Somatic mutations may alter interactions of miRNA precursors with regulatory proteins
An increasing number of proteins regulating miRNA biogenesis have been recently recognized (19). Disruption of structural or sequence motifs recognized by these proteins may affect the interaction of miRNA precursors with proteins and, consequently, miRNA biogenesis. Therefore, we employed recently developed by one of us (M.O.U.T) miRNAmotif software (59) to investigate whether the identified mutations disrupt or create known sequence motifs recognized by the following regulatory proteins: hnRNPA1, HuR, KSRP, Lin28, MBNL1, MCPIP1, DGCR8, MATR3, ZC3H7, YBX1, TRIM71, PTBP1/3, DDX17, RBFOX, SMAD, CELF1/2, and ZC3H10. The analysis led to the identification of 84 mutations disrupting 55 motifs and creating 54 motifs (some mutations affected more than one motif) (Table 2 and Supplementary Table S3). In our study, the most frequently affected sequence motifs were UGU and VCAUCH recognized by the DGCR8 and DDX17 regulatory proteins, respectively.
Identification of hotspot miRNA genes
Analysis of the mutation distribution over the analyzed regions showed that 8 (miR-890, miR-664b, miR-1297, miR-379, miR-1324, miR-892a, miR-887, and miR-509-3) and 2 (miR-527 and miR-592) hotspot miRNA genes were significantly overmutated in LUAD and LUSC, respectively (Table 3). To further evaluate the reliability of the identified hotspot miRNA genes, we re-calculated mutation enrichment significance, weighting the mutation occurrences by the following factors: 2×, mutations in seeds; 1.5×, mutations in miRNAs (guide-strand only); 1.5x, mutations affecting the functional motifs or DROSHA/DICER cleavage sites; 1×, other mutations. As shown in Table 3 the p-value calculated based on the weighted-mutation values further decreased for 8 hotspot-miRNA-genes, including the miR-509-3, miR-1324 and miR-379 genes with an excess of mutations affecting the mature miRNA and functional motif sequences. Eight of the 10 hotspot miRNA genes were defined as high confidence in either miRBase or miRGeneDB. As shown in Figure 4, there were no specific hotspot mutations but rather randomly distributed mutations over the sequences of hotspot miRNA genes. An exception may be the miR-890 and miR-887 gene, in which most mutations clustered within the DROSHA cleavage site and basal stem junction in the 5’ flanking region, respectively. Analysis of the expression of particular miRNAs showed that miR-887 levels in all mutated samples were below the median of this miRNA in LUAD (Supplementary Figure S4). A similar observation was made for mutations in the miR-664b gene, whereas mutations in other hotspot miRNA genes showed a more or less random distribution over the range of miRNA expression levels.
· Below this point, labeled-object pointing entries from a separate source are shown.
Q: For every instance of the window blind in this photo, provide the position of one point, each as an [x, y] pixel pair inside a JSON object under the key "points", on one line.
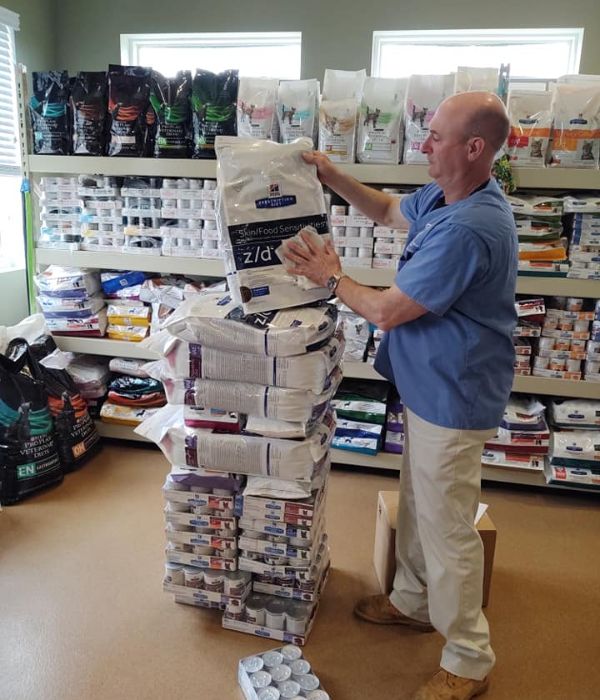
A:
{"points": [[10, 163]]}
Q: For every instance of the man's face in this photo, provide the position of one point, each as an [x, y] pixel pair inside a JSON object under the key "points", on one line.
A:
{"points": [[446, 147]]}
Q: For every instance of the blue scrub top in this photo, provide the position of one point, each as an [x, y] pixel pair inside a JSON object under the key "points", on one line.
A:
{"points": [[453, 366]]}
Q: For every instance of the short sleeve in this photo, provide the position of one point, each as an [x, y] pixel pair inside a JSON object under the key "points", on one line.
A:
{"points": [[439, 272], [408, 207]]}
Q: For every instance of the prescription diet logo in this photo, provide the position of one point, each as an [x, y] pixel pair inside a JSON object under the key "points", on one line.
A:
{"points": [[275, 199]]}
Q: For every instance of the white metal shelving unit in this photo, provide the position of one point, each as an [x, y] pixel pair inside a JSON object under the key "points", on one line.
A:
{"points": [[547, 178]]}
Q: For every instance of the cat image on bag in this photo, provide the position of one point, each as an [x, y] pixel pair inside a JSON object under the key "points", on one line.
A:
{"points": [[587, 150], [287, 114], [330, 123], [420, 115], [372, 117], [536, 149], [247, 110]]}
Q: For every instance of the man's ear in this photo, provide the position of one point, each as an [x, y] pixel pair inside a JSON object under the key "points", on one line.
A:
{"points": [[475, 146]]}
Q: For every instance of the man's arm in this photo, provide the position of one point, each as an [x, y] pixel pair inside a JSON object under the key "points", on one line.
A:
{"points": [[376, 205], [385, 308]]}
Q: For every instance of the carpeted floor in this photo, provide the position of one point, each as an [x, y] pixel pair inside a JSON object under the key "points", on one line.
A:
{"points": [[83, 616]]}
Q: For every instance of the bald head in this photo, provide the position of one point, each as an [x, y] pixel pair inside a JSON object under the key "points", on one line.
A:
{"points": [[478, 114]]}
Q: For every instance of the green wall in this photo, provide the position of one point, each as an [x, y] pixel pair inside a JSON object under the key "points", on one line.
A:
{"points": [[335, 34], [35, 47], [35, 41]]}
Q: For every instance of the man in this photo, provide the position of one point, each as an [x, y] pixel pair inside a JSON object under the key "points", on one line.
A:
{"points": [[448, 349]]}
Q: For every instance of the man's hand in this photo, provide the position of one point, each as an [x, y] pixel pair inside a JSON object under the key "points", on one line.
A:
{"points": [[316, 262]]}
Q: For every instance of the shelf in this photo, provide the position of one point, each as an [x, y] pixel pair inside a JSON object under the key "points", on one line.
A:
{"points": [[119, 432], [361, 370], [524, 385], [152, 167], [105, 346], [215, 268], [381, 461], [384, 460], [558, 286], [130, 261], [557, 387], [541, 178]]}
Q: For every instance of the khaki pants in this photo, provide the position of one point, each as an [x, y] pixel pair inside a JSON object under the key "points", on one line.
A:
{"points": [[439, 554]]}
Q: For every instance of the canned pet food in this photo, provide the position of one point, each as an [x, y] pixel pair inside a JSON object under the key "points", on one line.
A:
{"points": [[557, 364], [308, 682], [574, 304], [270, 693], [214, 580], [260, 679], [291, 652], [275, 614], [174, 574], [253, 664], [280, 673], [272, 658], [289, 689], [255, 610], [300, 667], [194, 577]]}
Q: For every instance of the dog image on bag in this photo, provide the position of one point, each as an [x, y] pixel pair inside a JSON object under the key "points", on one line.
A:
{"points": [[587, 150], [372, 117], [247, 111], [536, 149], [288, 114], [330, 123], [420, 115]]}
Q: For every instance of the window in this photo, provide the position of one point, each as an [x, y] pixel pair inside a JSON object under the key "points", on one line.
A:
{"points": [[267, 54], [534, 55], [11, 222]]}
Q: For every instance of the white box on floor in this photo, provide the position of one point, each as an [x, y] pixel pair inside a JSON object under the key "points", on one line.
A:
{"points": [[384, 554]]}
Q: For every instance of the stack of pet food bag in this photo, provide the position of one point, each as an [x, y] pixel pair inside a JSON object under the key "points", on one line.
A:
{"points": [[575, 454], [542, 246], [584, 251], [45, 428], [249, 375]]}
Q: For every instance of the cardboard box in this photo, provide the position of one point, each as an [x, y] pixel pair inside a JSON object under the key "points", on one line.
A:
{"points": [[384, 557]]}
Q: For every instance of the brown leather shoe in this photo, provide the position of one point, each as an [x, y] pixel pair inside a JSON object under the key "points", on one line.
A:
{"points": [[446, 686], [378, 609]]}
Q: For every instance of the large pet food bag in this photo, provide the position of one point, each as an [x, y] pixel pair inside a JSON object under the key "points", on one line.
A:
{"points": [[267, 194], [530, 124], [576, 113], [379, 135]]}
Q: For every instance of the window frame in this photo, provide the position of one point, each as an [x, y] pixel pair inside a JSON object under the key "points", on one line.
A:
{"points": [[467, 37], [132, 43]]}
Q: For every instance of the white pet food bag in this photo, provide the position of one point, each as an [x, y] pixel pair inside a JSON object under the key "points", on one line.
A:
{"points": [[530, 124], [241, 454], [267, 193], [256, 117], [309, 371], [424, 94], [576, 113], [380, 121], [275, 403], [471, 79], [297, 108], [342, 92], [213, 319]]}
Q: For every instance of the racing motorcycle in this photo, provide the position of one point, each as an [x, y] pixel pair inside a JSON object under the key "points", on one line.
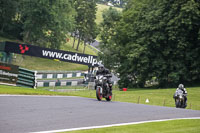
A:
{"points": [[179, 99], [102, 87]]}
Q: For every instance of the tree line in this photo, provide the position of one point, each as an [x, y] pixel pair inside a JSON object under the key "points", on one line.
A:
{"points": [[150, 39], [153, 39], [48, 23]]}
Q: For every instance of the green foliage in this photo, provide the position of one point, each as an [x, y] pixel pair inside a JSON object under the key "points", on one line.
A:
{"points": [[9, 19], [111, 17], [46, 22], [86, 27], [158, 39]]}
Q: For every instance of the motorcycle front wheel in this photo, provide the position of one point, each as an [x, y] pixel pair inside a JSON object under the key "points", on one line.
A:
{"points": [[109, 97], [99, 94]]}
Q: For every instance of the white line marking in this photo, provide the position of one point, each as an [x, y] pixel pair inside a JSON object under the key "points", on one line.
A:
{"points": [[8, 95], [112, 125]]}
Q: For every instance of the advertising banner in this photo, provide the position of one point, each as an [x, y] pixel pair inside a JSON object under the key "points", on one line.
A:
{"points": [[36, 51], [8, 73]]}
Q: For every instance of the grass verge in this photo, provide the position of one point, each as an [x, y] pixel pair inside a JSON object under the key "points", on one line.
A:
{"points": [[172, 126], [159, 97]]}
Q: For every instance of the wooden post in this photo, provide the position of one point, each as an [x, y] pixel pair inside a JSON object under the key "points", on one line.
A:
{"points": [[138, 99], [164, 103]]}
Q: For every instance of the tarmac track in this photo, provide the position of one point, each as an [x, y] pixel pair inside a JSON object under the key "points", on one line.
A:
{"points": [[22, 114]]}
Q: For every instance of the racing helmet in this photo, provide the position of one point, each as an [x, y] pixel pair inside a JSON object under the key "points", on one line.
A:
{"points": [[101, 68], [181, 86]]}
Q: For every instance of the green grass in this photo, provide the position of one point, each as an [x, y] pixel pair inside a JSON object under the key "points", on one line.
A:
{"points": [[174, 126], [156, 97], [159, 97]]}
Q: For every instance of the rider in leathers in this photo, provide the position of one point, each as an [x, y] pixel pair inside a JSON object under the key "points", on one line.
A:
{"points": [[181, 87], [103, 71]]}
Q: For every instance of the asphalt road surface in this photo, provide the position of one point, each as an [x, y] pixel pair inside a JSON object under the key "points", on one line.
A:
{"points": [[22, 114]]}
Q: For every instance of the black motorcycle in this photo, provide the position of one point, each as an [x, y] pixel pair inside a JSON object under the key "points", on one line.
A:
{"points": [[180, 99], [102, 88]]}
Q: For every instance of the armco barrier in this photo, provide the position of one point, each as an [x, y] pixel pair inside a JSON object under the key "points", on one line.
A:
{"points": [[56, 83], [58, 75], [26, 78]]}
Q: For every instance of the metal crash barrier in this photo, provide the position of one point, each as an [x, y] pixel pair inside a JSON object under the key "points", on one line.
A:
{"points": [[26, 78]]}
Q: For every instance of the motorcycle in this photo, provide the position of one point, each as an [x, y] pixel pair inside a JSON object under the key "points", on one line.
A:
{"points": [[179, 99], [102, 88]]}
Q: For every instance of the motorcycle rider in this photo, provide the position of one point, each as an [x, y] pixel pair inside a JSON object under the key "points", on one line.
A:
{"points": [[103, 71], [181, 87]]}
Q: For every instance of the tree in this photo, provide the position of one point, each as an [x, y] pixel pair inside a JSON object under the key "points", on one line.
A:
{"points": [[110, 19], [46, 22], [9, 18], [86, 27], [158, 39]]}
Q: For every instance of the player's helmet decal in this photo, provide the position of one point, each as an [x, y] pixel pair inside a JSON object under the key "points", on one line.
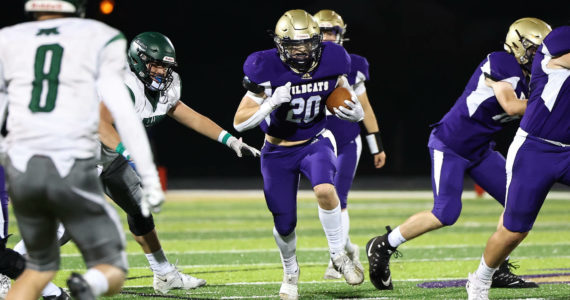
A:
{"points": [[523, 39], [74, 7], [152, 49], [329, 20], [298, 40]]}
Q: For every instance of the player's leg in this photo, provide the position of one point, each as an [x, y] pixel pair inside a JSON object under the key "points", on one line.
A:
{"points": [[448, 170], [279, 169], [94, 226], [348, 155], [37, 225], [318, 165], [122, 184]]}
The co-mutation plot shown in Figure 5A presents the basic clinical and epidemiological characteristics of cancers with mutations in miRNA genes (emphasizing mutations in hotspot miRNA genes). The formal analysis (Supplementary Table S4), although of low statistical power, showed an association of miR-890 gene mutations with earlier tumor stage (LUAD: stage I-II vs. III-IV, p=0.019), more frequent mutations in the miR-887 gene in males (p=0.045), and a borderline significant correlation of miR-664b gene mutations with lower cigarette-per-day-smoking in LUAD. However, due to the low number of mutations in particular hotspot miRNA genes, the abovementioned associations must be interpreted cautiously and cannot be generalized without further validation.
As shown in Figure 5B, although mutations in hotspot miRNA genes and known driver genes are not mutually exclusive, a substantial fraction of mutations in hotspot miRNA genes occurred in samples with no driver gene mutations.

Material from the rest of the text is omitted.